The participants: Clinton, Sanders and O'Malley. Former Virginia Sen. Jim Webb and former Rhode Island Gov. Lincoln Chafee dropped out of the race after the first debate. 

Clinton is the front-runner, polling at 52% among Democratic primary voters, according to a recent New York Times/CBS poll. Sanders follows at 33% favorability and O'Malley lags far behind at 5%.

The moderators: CBS' Face the Nation host John Dickerson will moderate. Dickerson has worked at CBS since 2009 and has also worked for publications like Slate and Time. He'll be joined by CBS News correspondent Nancy Cordes; Kevin Cooney, anchor for the local CBS affiliate in Des Moines; and Kathie Obradovich, political columnist for the Des Moines Register.

"You're basically like glass: People see the candidates through you," Dickerson told the Des Moines Register last week of his planned debate strategy. 

"The goal of the moderator is to illuminate the views of the candidates on the issues that matter the most to voters and you don't need to be on the side of the party to do that."

What to expect: According to the New York Times/CBS poll, Clinton is experiencing her widest lead against Sanders since May.

What's more, Clinton's email scandal may be exhausted after her marathon 11-hour trial Oct. 22. As Sanders pointed out during the first Democratic debate, "we're sick and tired of hearing about [her] damn emails." But Sanders may not be so nice to Clinton this time. 

Seeing that Sanders and O'Malley are lagging behind in the polls, both candidates may need to turn up the heat against Clinton on Saturday. 

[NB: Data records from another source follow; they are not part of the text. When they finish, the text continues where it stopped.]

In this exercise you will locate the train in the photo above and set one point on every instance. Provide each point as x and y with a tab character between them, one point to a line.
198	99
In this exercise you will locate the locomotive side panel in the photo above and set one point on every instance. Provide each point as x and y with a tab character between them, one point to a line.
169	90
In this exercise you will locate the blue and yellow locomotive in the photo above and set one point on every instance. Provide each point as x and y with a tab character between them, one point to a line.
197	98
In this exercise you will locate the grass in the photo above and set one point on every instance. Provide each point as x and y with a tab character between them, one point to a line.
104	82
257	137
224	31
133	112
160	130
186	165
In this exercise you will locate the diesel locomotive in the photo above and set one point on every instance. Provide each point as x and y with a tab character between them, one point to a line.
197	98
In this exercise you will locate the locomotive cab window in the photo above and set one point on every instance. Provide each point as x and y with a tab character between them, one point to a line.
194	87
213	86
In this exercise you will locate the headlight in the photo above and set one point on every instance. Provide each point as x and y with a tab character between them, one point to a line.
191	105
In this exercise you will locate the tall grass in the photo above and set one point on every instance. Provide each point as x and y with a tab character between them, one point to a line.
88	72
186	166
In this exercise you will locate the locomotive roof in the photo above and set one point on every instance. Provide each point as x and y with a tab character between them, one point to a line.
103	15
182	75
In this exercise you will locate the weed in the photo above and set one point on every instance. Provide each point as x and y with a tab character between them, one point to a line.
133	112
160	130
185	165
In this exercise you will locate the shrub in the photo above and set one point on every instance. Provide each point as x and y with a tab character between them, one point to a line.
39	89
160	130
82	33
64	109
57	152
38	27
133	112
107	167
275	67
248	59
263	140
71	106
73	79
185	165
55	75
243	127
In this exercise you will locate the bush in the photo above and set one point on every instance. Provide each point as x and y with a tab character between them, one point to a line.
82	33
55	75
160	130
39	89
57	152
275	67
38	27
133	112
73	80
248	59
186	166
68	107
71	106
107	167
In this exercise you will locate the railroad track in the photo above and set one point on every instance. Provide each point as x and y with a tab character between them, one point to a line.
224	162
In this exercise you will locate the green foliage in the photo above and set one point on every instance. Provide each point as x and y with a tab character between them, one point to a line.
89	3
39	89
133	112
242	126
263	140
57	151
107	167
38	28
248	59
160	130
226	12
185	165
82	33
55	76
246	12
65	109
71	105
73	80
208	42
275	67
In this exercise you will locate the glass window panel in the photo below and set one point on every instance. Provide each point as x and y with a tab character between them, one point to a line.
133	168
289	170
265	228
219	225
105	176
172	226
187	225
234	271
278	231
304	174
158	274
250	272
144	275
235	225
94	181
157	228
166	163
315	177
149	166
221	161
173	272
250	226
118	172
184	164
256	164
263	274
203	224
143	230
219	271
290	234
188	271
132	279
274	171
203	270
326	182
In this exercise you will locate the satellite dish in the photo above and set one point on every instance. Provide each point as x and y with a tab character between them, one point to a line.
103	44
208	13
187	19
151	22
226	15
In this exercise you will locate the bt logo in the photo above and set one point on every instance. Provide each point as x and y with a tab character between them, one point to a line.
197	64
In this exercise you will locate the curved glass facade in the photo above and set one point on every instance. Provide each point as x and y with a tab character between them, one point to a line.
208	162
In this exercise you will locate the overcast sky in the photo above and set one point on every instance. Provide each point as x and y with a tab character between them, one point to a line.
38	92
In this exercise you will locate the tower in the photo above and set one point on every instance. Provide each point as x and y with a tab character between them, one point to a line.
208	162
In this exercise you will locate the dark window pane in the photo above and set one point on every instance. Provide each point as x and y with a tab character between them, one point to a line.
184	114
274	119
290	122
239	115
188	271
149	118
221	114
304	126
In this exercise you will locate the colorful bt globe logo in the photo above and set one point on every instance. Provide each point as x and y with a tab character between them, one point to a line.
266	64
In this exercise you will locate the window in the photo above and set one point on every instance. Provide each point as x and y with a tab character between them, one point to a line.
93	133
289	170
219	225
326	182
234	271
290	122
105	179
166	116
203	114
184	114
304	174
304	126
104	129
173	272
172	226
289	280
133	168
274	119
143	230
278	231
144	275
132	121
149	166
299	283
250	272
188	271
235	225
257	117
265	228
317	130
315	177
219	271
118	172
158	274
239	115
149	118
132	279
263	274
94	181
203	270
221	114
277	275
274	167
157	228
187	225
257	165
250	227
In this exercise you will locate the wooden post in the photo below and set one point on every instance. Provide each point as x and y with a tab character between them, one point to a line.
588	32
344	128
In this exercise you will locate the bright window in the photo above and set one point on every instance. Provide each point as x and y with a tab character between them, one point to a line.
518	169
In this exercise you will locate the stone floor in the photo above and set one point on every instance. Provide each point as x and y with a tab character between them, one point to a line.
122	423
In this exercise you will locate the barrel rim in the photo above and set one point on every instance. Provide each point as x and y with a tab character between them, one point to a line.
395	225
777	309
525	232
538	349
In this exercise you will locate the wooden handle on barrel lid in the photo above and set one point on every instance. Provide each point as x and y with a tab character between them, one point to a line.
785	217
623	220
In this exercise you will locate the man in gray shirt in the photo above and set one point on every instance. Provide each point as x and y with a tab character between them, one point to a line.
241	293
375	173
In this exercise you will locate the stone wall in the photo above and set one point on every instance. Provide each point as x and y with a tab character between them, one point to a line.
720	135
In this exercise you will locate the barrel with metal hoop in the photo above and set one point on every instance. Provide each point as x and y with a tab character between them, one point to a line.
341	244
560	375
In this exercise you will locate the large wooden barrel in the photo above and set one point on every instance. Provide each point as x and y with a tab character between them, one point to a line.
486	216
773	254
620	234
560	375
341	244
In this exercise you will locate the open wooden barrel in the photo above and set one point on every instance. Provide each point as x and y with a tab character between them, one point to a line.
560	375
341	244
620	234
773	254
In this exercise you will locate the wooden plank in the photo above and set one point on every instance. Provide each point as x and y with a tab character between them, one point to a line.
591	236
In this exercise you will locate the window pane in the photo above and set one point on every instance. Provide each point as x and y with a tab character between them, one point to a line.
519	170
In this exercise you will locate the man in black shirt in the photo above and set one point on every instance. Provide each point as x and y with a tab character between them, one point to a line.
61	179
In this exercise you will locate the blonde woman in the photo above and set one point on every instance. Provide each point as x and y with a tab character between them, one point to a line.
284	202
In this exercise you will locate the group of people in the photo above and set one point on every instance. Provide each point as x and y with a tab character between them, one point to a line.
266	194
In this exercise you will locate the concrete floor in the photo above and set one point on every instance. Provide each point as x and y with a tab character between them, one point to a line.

Sanders' aides told Politico he is looking to balance a sense of authenticity that has made him attractive to supporters with his ability to offer strategic attacks on Clinton. 

The debate is particularly crucial given its location; the Iowa caucus is Feb. 1. "The Nevada debate was more of a national debate," Sanders' lead strategist, Tad Devine, told Politico on Thursday about the first debate in October. "I do expect [this one] to be a debate that has more focus on Iowa."